Zimbabwean Finance Minister Mthuli Ncube said on Thursday that the country will work on ensuring that the new gold-backed currency, the Zimbabwe Gold (ZiG), becomes convertible.
He said the government and monetary authorities were working on closing possible loopholes that can be used by speculators to destabilize the currency, noting that medium-to-long-term stability of the new currency is an important stepping stone toward the convertibility of the new currency.
“We are already dealing with people who are trading the ZiG on the parallel market; it is money laundering. We should not give speculators an opportunity to destabilize our currency,” he said while responding to questions at the start of a two-day hybrid investment summit on Zimbabwe that is underway in South Africa.

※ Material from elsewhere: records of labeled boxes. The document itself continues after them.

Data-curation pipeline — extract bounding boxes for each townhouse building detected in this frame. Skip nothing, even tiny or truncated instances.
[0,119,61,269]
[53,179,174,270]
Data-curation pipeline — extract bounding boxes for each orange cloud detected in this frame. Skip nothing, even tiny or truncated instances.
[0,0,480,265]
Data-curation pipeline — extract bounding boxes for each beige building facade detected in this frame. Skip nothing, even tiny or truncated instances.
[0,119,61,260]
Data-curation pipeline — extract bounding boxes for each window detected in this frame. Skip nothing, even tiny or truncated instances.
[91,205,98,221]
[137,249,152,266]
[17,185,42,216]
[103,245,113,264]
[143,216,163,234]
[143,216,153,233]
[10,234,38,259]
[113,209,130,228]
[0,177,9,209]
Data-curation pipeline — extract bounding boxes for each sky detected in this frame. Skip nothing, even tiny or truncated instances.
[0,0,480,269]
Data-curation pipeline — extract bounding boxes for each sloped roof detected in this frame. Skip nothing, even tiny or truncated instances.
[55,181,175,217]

“We are also looking at the convertibility of the currency in the future. We want to promote the ZiG so that anyone around the globe can hold it and be able to exchange it for gold or the U.S. dollar equivalent,” Ncube said.
Zimbabwe launched the ZiG in April, which is backed by the central bank’s reserves comprising 100 million U.S. dollars in foreign currency and 185 million U.S. dollars worth of gold.
The ZiG notes and coins started circulating on Tuesday, several weeks after the electronic ZiG was unveiled. The ZiG, Zimbabwe’s sixth attempt at a currency solution, is expected to stabilize the economy and help tame inflation.